An arbitrary byte somewhere in the middle of the 8086's megabyte of memory may fall within literally tens of thousands of different segments. Which segment the byte is actually in is strictly a matter of convention.

This problem appears in real life to confront programmers of the IBM PC. The PC keeps its time and date information in a series of memory bytes that starts at address 0040:006C. There is also a series of memory bytes containing PC timer information located at 0000:046C. You guessed it—we're talking about exactly the same starting byte. Different writers speaking of that same byte may give its address in either of those two ways, and they'll all be completely correct.

The way, then, to express a 20-bit address in two 16-bit registers is to put the segment address into one 16-bit register, and the offset address into another 16-bit register. The two registers taken together identify one byte among all 1,048,576 bytes in a megabyte.

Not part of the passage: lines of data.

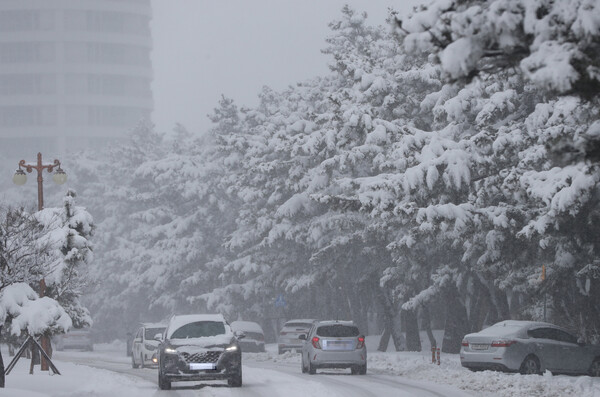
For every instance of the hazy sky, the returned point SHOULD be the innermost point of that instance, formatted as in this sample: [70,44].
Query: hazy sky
[205,48]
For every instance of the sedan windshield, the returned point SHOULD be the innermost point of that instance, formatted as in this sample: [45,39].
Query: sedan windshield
[151,332]
[337,331]
[199,329]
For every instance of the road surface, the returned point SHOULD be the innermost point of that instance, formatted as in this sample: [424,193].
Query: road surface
[264,377]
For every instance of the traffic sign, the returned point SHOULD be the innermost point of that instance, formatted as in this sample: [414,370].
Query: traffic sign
[280,302]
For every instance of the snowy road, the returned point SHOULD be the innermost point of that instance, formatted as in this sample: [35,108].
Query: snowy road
[268,378]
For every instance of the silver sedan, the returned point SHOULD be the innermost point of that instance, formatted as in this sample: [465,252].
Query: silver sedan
[529,347]
[334,344]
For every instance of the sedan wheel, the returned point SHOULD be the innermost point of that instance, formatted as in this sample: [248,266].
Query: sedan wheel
[163,382]
[133,364]
[595,368]
[530,366]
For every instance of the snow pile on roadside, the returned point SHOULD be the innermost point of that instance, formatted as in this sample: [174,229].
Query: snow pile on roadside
[486,383]
[418,366]
[98,383]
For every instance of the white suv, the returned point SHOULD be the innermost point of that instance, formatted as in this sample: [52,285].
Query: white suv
[144,348]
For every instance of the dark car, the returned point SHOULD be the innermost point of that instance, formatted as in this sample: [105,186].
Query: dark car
[199,347]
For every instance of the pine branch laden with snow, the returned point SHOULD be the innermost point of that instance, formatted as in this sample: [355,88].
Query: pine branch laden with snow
[401,181]
[21,308]
[552,42]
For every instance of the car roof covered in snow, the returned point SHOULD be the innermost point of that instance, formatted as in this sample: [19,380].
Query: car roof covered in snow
[300,320]
[336,322]
[511,327]
[246,326]
[154,325]
[178,321]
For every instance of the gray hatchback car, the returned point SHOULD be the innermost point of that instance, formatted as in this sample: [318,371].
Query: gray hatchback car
[530,348]
[334,344]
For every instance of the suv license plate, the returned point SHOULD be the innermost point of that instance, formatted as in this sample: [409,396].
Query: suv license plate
[197,366]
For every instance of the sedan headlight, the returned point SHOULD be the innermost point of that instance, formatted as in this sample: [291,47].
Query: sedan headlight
[149,347]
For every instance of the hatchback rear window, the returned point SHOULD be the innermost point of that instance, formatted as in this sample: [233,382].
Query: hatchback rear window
[199,329]
[337,331]
[297,325]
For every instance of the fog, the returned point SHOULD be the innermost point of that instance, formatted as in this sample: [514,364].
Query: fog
[204,49]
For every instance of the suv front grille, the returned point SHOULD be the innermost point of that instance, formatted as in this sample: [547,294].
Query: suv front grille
[206,357]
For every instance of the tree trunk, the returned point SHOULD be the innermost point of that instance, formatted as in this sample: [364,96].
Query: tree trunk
[413,339]
[384,341]
[457,322]
[392,320]
[2,375]
[426,323]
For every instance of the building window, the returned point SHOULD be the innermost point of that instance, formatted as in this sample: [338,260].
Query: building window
[105,116]
[27,84]
[26,52]
[22,116]
[107,53]
[26,20]
[107,21]
[108,85]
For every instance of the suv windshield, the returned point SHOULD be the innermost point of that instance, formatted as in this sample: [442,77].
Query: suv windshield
[337,331]
[199,329]
[297,325]
[151,332]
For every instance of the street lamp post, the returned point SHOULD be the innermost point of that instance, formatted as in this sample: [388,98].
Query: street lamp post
[59,178]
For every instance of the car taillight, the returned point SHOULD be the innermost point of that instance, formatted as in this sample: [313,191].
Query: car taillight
[361,342]
[503,343]
[315,342]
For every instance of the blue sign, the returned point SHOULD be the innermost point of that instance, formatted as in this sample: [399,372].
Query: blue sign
[280,302]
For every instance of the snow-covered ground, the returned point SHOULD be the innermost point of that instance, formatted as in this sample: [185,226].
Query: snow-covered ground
[81,380]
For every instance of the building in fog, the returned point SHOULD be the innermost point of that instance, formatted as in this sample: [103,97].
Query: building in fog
[73,72]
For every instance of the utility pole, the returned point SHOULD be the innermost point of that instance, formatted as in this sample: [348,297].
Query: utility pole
[59,178]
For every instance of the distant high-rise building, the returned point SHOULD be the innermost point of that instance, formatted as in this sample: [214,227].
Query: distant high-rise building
[73,72]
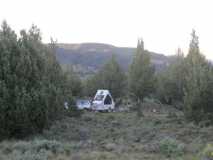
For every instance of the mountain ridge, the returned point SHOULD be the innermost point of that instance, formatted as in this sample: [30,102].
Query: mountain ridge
[92,56]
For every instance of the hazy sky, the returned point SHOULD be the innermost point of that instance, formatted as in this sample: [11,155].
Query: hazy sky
[164,25]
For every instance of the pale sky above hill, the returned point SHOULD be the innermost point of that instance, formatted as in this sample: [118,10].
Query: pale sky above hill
[164,25]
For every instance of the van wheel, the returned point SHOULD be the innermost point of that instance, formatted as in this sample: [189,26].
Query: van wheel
[110,110]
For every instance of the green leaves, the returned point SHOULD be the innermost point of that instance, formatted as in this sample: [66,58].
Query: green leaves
[141,74]
[30,93]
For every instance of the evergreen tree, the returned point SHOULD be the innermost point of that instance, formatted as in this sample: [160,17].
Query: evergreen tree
[141,76]
[198,90]
[31,93]
[171,81]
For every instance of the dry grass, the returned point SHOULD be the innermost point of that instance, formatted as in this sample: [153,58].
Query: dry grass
[120,135]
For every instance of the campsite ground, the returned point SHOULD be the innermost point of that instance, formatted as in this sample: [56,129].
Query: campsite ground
[117,135]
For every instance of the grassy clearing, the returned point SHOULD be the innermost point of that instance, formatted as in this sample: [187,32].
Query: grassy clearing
[120,135]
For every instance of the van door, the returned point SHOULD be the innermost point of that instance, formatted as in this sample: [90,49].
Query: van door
[108,102]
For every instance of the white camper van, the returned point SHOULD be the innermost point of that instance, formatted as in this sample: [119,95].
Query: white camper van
[103,101]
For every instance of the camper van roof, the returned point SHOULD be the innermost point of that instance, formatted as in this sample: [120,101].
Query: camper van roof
[103,91]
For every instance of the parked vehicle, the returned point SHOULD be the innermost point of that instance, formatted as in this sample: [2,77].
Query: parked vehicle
[83,104]
[103,101]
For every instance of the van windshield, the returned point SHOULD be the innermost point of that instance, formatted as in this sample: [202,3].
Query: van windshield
[99,97]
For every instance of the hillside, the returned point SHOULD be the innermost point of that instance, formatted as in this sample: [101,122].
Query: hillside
[91,56]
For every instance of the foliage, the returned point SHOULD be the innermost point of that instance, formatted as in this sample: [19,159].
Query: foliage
[207,152]
[199,85]
[141,76]
[171,147]
[171,81]
[31,83]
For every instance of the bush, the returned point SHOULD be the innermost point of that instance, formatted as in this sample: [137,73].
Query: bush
[171,147]
[207,153]
[31,82]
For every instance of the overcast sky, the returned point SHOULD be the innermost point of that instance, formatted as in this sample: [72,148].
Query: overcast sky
[164,25]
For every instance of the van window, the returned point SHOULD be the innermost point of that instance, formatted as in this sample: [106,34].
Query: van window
[99,97]
[108,100]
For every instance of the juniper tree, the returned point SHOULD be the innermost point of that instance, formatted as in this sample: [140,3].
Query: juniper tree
[31,92]
[141,76]
[199,84]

5.3 Registers and Memory Addresses

Think of the segment address as the starting position of the 8086/8088's 64K blinders. Typically, you'll move the blinders to encompass the location where you wish to work, and then leave the blinders in one place while moving around within their 64K limits. This is exactly how registers tend to be used in 8086/8088 assembly language. The 8088, 8086, and 80286 have exactly four segment registers specifically designated as

holders of segment addresses. (The 386 and 486 have two more—but we'll return to that in Chapter 11.) Each segment register is a 16-bit memory location existing within the CPU chip itself. No matter what the CPU is doing, if it's addressing some location in memory, the segment address of that location is present in one of the four segment registers.

The segment registers have names that reflect their general functions: CS DS, SS, and ES.

• CS stands for Code Segment. Machine instructions exist at some offset into a code segment. The segment address of the code segment of the currently executing instruction is contained in CS.

• DS stands for Data Segment. Variables and other data exist at some offset into a data segment. There may be many data segments, but the CPU may only use one at a time, by placing the segment address of that segment in register DS.

• SS stands for Stack Segment. The stack is a very important component of the CPU used for temporary storage of data and addresses. I'll explain how the stack works a little later; for now simply understand that, like everything else within the 8086/8088's megabyte of memory, the stack has a segment address, which is contained in SS.

• ES stands for Extra Segment. The extra segment is exactly that: a spare segment that may be used for specifying a location in memory.

General-Purpose Registers

The segment registers exist only to hold segment addresses. They can be forced to do a few other things, but by and large segment registers should be considered specialists in "segment address containing." The 8086/8088 CPU has a crew of generalist registers to do the rest of the work of assembly-language computing. Among many other things, these general-purpose registers are used to hold the offset addresses that must be paired with segment addresses to pin down a single location in memory.

Like the segment registers, the general-purpose registers are memory loca-tions existing inside the CPU chip itself. They all have names rather than numeric addresses: AX, BX, CX, DX, SP, BP, SI, and DI. The general-purpose registers really are generalists in that all of them share a large suite of capabilities. However, each of the general-purpose registers also has what I call its "hidden agenda": a task or set of tasks that only it can perform.

I'll explain all these hidden agendas as I go. For now, we'll concentrate on the role of the general-purpose registers in addressing memory.